As many of you know, Ron at Seriouscigars was nice enough to let me tag along with the winners of his contest. I was treated as if I had won myself and could not have asked for a more enjoyable experience. 

I was able to smoke great cigars with great guys from all over the country, including some local fellas that I've never met before.

Below are just a few pictures that I snapped when I thought about taking pictures. The rest of the time I was too busy having fun.

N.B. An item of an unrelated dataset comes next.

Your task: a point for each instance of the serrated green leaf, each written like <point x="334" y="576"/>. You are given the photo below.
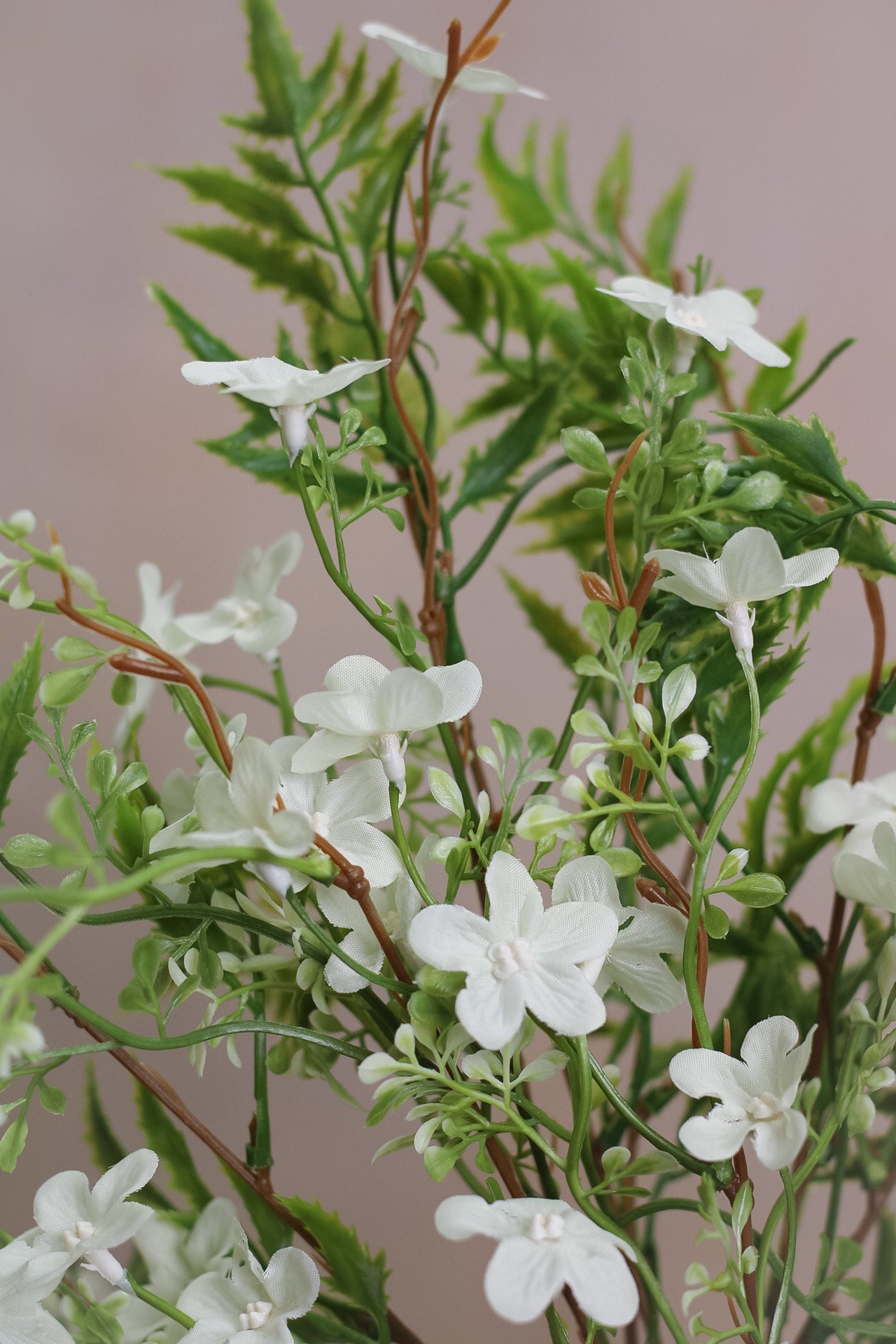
<point x="18" y="696"/>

Thanks Ron for the great times!


----------



## GatorMike (Sep 23, 2007)

Cool! Looks like you had a great time.


----------



## Ceedee (Jun 2, 2006)

Awesome Tony, thanks for sharing and making me jealous as hell!!! 

CD


----------



## tx_tuff (Jun 16, 2007)

Thats awesome, man it sucks I didn't go! So you need to give some info on the day time events.


----------



## Marlboro Cigars-cl (Feb 19, 2007)

Great shots; thanks for sharing.


----------



## Jonjonmacky (Oct 30, 2007)

why cant i ever see the pictures display!!!


----------



## boomerd35 (Apr 24, 2007)

Looks like a good time. Thanks for posting.


----------



## tobacmon (May 17, 2007)

Thanks for the PIC's--looks like everyone enjoyed themselves very much..


----------



## mhlatke (Oct 13, 2007)

Great pics - looks like you had a fantastic time.


----------



## Bullybreed (Jun 25, 2007)

great pics thanks for sharing!


----------



## TOJE (Jan 1, 2000)

It was great hangin' with you guys on Friday night!! What a great group you have.
Thanks for your support!!

Steve


----------



## canney (Sep 2, 2007)

Jonjonmacky said:


> why cant i ever see the pictures display!!!


Set your privacy settings to medium, and I bet you will see the pics


----------



## JohnR (Apr 1, 2007)

Wow, what a sausage party!


----------